Import Repness code from notebooks
This is the computation of representativeness from the Jupyter notebook available at https://github.com/compdemocracy/analysis/blob/master/notebooks/jupyter/american-assembly-representative-groups-and-comments.ipynb
At @colinmegill's request, I do not port the Clojure code which is taking too long, and instead import that python code from the notebooks.
I have:
- replaced the CSV loading by querying the database
- replaced the PCA+Kmeans from the notebook by loading the group info from the math json blob in the database
- removed the limit to 5 comments per repness and the "agree only" filtering (which is different from clojure code, see below) so we can have the repness score for every comment and every group and every vote, which is the goal
- replaced one function (keeping only participants with a certain number of votes) by a faster implementation (shaving 7 seconds on our largest convo)
- wrap in a web service that typescript can call
- and also a command line client that is useful for debugging
What is still missing:
- it is not using a nice pyproject.toml.
- it is not wrapped yet in a Docker file and docker-compose. @colinmegill : let me know if you want me to do that, or if you prefer that @ballPointPenguin or @tevko does since they see the full architecture, in particular the CDK rewrite.
- there is a bug on one of our largest ongoing conversations (M2).
Disclaimer:
- I have not checked the math, I have not compared its output to the clojure code, as I was asked for a 2 day job of wrapping this notebook.
- There is no guarantee that the notebook implements exactly the same logic as the existing polis math server. I suspect it does not, and I remember @colinmegill a few years ago telling me it doesn't.
- I have observed that the selection algorithm from the notebook seems quite simpler than the one in clojure.
- I have observed that the groups computed by the notebook, in the one case where I have compared them, are very different from those extracted from the database and those stored in the CSV file.

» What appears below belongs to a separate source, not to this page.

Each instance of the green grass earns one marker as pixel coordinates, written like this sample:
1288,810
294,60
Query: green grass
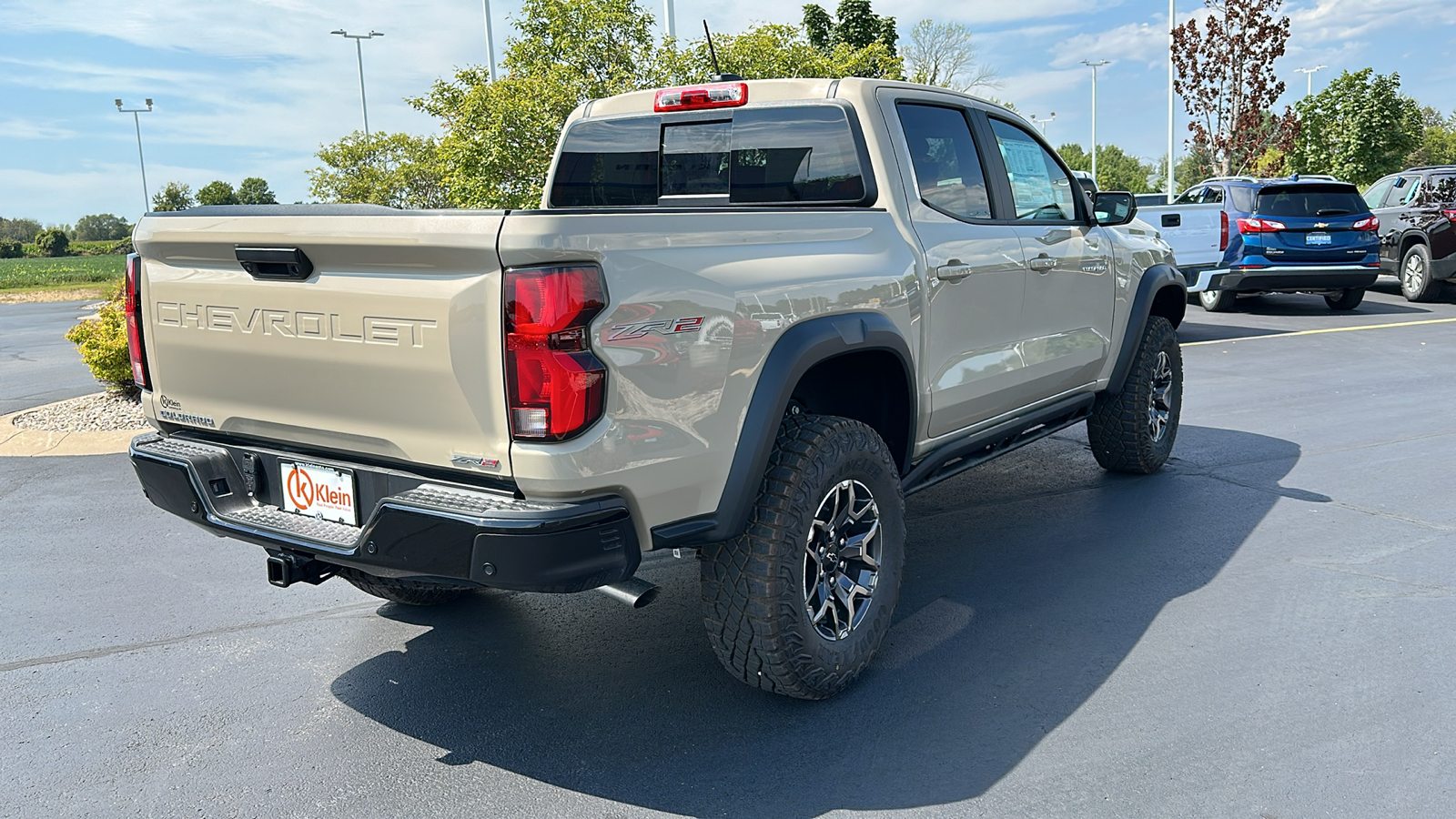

Thanks @michielbakker ! Agreed. I've added a simple test for the shapes with some specific values, and will finish later today adding the actual check that the p-values match up.
Yeaaah, so, I'm adding the p-values check, and I'm getting some "p-values" > 1 😆 That's because , in the notebook code, the actual p-values get multiplied by $R_v(g,c)$ before being returned, whereas the paper Small et al. (2022) state in Section 1.4 page 8 (emphasis added):
The selection criterion for which comments are to be shown involves looking at the two-property test (in essence, the Fisher exact test; Fisher, 1922). The corresponding Fisher Z-statistic is multiplied by 𝑅_𝑣(𝑔, 𝑐) to reflect both the estimated effect size and the statistical confidence associated with the effect.

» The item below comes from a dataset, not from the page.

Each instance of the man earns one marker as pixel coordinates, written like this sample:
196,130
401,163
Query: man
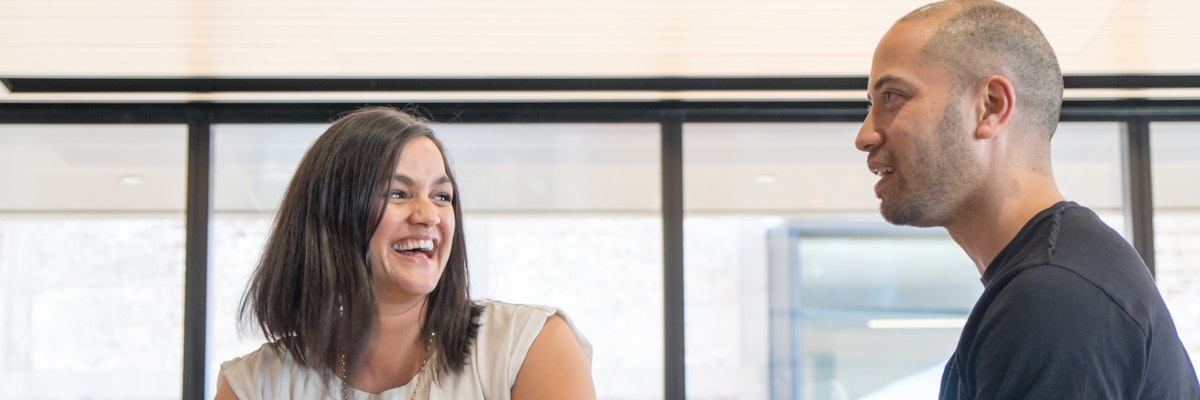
965,96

The z-statistic is not the p-value. It's the computed statistic, that what we inject in the cumulative distribution function of the test statistic to compute the p-value. I'm not sure whether multiplying the Z-statistic by R is correct either, to be honest, given @colinmegill 's offline warning that there could be discrepancies between the paper and the clojure code.
@colinmegill , what do you prefer:
- Option A: do you want me to dive back into the Clojure code to compare the behaviour?
- Option B: we merge this as-is and consider that we have a metric of sorts?
- Option C: ... something else ?
As you know my first instinct had been to compare the output of the notebook computation (or that of my own python port I was doing in #1893 ...) to the output of the Clojure code, but that does take time and you did point quite clearly this was taking me too long. Please let me know what you want me to do at this stage.
For reference, we also have another bug in this code from the notebook: it crashes on BG2050 code, possibly due to how it handles the moderated comments.
Bias towards shipping! Otherwise we risk fixing bugs in the clojure as a gate on new features. I would rather discover through iteration, if we're confident the metric is usable and in the right direction!
As I mentioned, I do not vouch for the math nor the implementation. But it's a number. It computes something, that is technically shippable if we put a Docker container around it.
If you want that this formula in the paper be properly understood, and a proper guarantee that the code here implements the formula in the paper, that takes more time. And that's assuming we take the paper as the "ground truth" that we should be doing. The only reference implementation that we have, of that paper, I.e. that has all the details in code if not in math, is the clojure code.
looks great @jucor , happy to dockerize and integrate into AWS arch when ready
OK, thanks everyone! From the feedback here then @tevko @colinmegill, ready for dockerizing and merging when you see fit, then. ~Meanwhile I'll prepare another PR to check the p-values / article (in particular whether the odds-ratio should be before or after the significance test), and another to make the moderation filter work with BG2050.~ [edit: other developments came up, I will not be working on those follow-up.]
Closing as obsolete.